These are interesting times for technology companies that are contemplating initial public offerings. For companies of sufficient size, the exchange for the listing of their securities generally comes down to the New York Stock Exchange and the Nasdaq Stock Market. The NYSE has historical prestige and a long track record, while the Nasdaq has cultivated a progressive, tech-friendly reputation. If you are a high visibility technology company, you will probably find these exchanges actively competing for your listing. Such benefits as free advertising have been used, and business deals involving a company’s services may influence a company’s decision as to which exchange to list its securities. For example, Oracle’s switch to the NYSE from Nasdaq was reportedly in part due to an agreement by the NYSE to continue to use Oracle software in its operations.
Nasdaq has long been the favorite exchange for the listing of technology company offerings.

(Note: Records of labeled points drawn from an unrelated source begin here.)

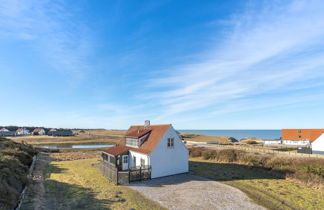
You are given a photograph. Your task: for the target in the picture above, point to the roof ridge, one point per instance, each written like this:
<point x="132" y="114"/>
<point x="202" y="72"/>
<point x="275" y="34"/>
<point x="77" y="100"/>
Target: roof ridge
<point x="153" y="125"/>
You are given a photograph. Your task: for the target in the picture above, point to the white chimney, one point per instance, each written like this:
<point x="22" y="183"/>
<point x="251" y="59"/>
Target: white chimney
<point x="147" y="124"/>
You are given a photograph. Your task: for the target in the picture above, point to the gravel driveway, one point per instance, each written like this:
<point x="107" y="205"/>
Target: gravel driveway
<point x="187" y="191"/>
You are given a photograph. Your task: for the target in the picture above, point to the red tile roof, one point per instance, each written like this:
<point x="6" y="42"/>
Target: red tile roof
<point x="156" y="133"/>
<point x="137" y="133"/>
<point x="301" y="134"/>
<point x="36" y="130"/>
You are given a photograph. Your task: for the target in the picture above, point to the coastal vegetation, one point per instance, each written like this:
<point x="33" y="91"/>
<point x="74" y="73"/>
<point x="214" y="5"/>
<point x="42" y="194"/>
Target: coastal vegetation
<point x="77" y="184"/>
<point x="203" y="138"/>
<point x="88" y="138"/>
<point x="272" y="181"/>
<point x="15" y="160"/>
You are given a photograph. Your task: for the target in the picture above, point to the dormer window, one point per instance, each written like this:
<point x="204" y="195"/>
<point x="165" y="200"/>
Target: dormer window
<point x="170" y="142"/>
<point x="131" y="142"/>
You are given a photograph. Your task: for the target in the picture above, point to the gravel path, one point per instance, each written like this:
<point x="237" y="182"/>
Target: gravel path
<point x="186" y="191"/>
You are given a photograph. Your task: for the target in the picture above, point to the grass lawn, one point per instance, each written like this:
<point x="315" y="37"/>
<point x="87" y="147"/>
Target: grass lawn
<point x="70" y="140"/>
<point x="262" y="187"/>
<point x="78" y="185"/>
<point x="203" y="138"/>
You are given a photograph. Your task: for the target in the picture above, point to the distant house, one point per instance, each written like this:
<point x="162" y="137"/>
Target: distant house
<point x="300" y="137"/>
<point x="272" y="141"/>
<point x="6" y="132"/>
<point x="155" y="147"/>
<point x="22" y="131"/>
<point x="60" y="132"/>
<point x="318" y="145"/>
<point x="51" y="131"/>
<point x="39" y="131"/>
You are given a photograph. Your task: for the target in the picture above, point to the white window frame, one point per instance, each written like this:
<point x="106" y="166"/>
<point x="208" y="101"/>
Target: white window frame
<point x="170" y="143"/>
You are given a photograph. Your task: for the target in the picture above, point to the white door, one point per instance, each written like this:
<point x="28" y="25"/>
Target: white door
<point x="125" y="162"/>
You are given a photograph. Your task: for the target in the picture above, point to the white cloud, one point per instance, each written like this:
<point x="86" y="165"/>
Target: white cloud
<point x="54" y="31"/>
<point x="277" y="48"/>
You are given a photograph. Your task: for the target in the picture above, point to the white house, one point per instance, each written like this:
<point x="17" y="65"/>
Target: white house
<point x="6" y="132"/>
<point x="156" y="146"/>
<point x="39" y="131"/>
<point x="22" y="131"/>
<point x="318" y="145"/>
<point x="272" y="141"/>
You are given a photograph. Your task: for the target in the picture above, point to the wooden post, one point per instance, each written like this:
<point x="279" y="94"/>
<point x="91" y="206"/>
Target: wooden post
<point x="140" y="172"/>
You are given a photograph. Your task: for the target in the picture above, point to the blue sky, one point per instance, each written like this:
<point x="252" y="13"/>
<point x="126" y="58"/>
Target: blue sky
<point x="195" y="64"/>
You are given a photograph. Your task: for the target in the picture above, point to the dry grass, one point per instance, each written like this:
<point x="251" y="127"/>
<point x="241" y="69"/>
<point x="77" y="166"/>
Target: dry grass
<point x="261" y="186"/>
<point x="78" y="185"/>
<point x="203" y="138"/>
<point x="310" y="171"/>
<point x="78" y="139"/>
<point x="15" y="160"/>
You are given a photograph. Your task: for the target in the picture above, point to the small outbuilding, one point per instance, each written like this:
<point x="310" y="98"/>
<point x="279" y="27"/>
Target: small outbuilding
<point x="22" y="131"/>
<point x="39" y="131"/>
<point x="318" y="145"/>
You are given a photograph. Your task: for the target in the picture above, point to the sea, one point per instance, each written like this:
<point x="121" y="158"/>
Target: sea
<point x="239" y="134"/>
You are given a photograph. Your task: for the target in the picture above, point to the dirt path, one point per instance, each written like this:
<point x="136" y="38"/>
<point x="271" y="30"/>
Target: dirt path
<point x="35" y="195"/>
<point x="186" y="191"/>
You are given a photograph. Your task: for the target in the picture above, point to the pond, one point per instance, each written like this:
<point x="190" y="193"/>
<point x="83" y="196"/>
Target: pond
<point x="76" y="146"/>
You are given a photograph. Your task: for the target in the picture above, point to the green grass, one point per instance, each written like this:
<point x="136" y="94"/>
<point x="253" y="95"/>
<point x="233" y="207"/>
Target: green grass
<point x="262" y="187"/>
<point x="15" y="159"/>
<point x="77" y="184"/>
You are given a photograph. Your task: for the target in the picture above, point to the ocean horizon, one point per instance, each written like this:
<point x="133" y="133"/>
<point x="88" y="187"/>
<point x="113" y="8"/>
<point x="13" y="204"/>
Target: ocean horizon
<point x="238" y="134"/>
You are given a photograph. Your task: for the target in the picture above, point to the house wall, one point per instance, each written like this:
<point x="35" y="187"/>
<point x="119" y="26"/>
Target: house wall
<point x="168" y="161"/>
<point x="318" y="145"/>
<point x="138" y="159"/>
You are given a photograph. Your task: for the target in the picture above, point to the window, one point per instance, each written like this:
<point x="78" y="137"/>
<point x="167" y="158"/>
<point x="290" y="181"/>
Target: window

This was probably due to the initial progressive use of automation and electronics in this exchange’s early operations which resonated with technology company executives. Rather than traders waving pieces of paper (the historical process at the NYSE), Nasdaq pioneered the use of electronic quotation boards and other advanced methods in its operations. Nasdaq was willing to list the offerings of smaller companies and was also cheaper than the NYSE. All of these factors allowed Nasdaq to build a reputation as the technology companies’ preferred exchange. This reputation was fostered and supported by the listing of a large number of technology companies, including big hitters like Apple and Microsoft.
Nasdaq’s role as the preeminent exchange for technology companies has been diminished. One of the major blows for this exchange was Twitter’s recent announcement that it will list its IPO shares on the NYSE. This had to be an embarrassment for Nasdaq given the prestige and visibility that this offering will enjoy in the technology and corporate finance communities and with the general public. The NYSE and Nasdaq had been actively pursuing the Twitter listing, and Nasdaq’s CEO made an unsuccessful last minute trip to Twitter’s headquarters to try to land this offering. Twitter’s updated S-1, in which it announces the NYSE listing selection, can be found here.
Nasdaq has also faced other high profile technology company rejections and defections which have harmed its reputation. Some large and prominent technology companies, such as Yelp, LinkedIn, and Pandora, have recently chosen to list their IPO securities on the NYSE. Oracle and Juniper Networks also recently moved to the NYSE from Nasdaq.
Probably the most significant blow to Nasdaq was the Facebook IPO debacle. This was one of the most hyped and visible securities offerings of all time, and Nasdaq received significant public exposure when it was chosen as Facebook’s exchange. Unfortunately for Nasdaq and the tech industry, this IPO turned out to be a disaster due to multiple substantial problems in managing and administering the IPO process. Many of these problems landed squarely on Nasdaq. Among other things, the SEC imposed a $10 million fine on Nasdaq for its role in this offering. Given the high profile of this offering and the expansive reporting of every last detail and problem, the public relations implications were probably worse for Nasdaq, although they are harder to quantify. The perception among the technology and corporate finance communities after this IPO was that Nasdaq did not have the technology, infrastructure or expertise to successfully manage an offering as large, visible, and complex as Facebook’s.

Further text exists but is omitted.